Nach dem Brand in einem Umspannwerk im baden-württembergischen Reutlingen in der Nacht auf Montag verdichten sich die Hinweise, dass es sich um einen linksextremistischen Brandanschlag gehandelt haben könnte. Laut einer gemeinsamen Mitteilung der Generalstaatsanwaltschaft Stuttgart und des Landeskriminalamts Baden-Württemberg vom Dienstag gehen die Behörden inzwischen davon aus, dass der Brand „durch Brandstiftung herbeigeführt wurde“.

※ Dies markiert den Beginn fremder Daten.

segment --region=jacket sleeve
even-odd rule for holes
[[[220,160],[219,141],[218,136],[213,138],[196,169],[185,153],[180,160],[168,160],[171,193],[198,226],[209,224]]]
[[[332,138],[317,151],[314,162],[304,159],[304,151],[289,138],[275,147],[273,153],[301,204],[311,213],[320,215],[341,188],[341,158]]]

Zwar halten sich die offiziellen Stellen bislang mit Mutmaßungen über die Urheberschaft zurück und betonen, dass ergebnisoffen in alle Richtungen ermittelt werde. Allerdings berichtet die Welt unter Berufung auf Sicherheitskreise, dass intern bereits von einem „Copy-Paste-Anschlag“ nach dem Vorbild früherer linksextremistischer Brandanschläge die Rede sei. „Die Art des Brandanschlags kommt uns bekannt vor.“
Deutliche Indizien für einen Brandanschlag sind der mutmaßliche Einsatz von Brandbeschleunigern, den ein Sprecher der Generalstaatsanwaltschaft Stuttgart gegenüber Apollo News bestätigte, sowie mehrere Brandherde im Umspannwerk. Außerdem soll das Areal laut Welt im Vorfeld ausgespäht worden sein. Nach bisherigen Erkenntnissen wurde zudem ein Zaun aufgebogen.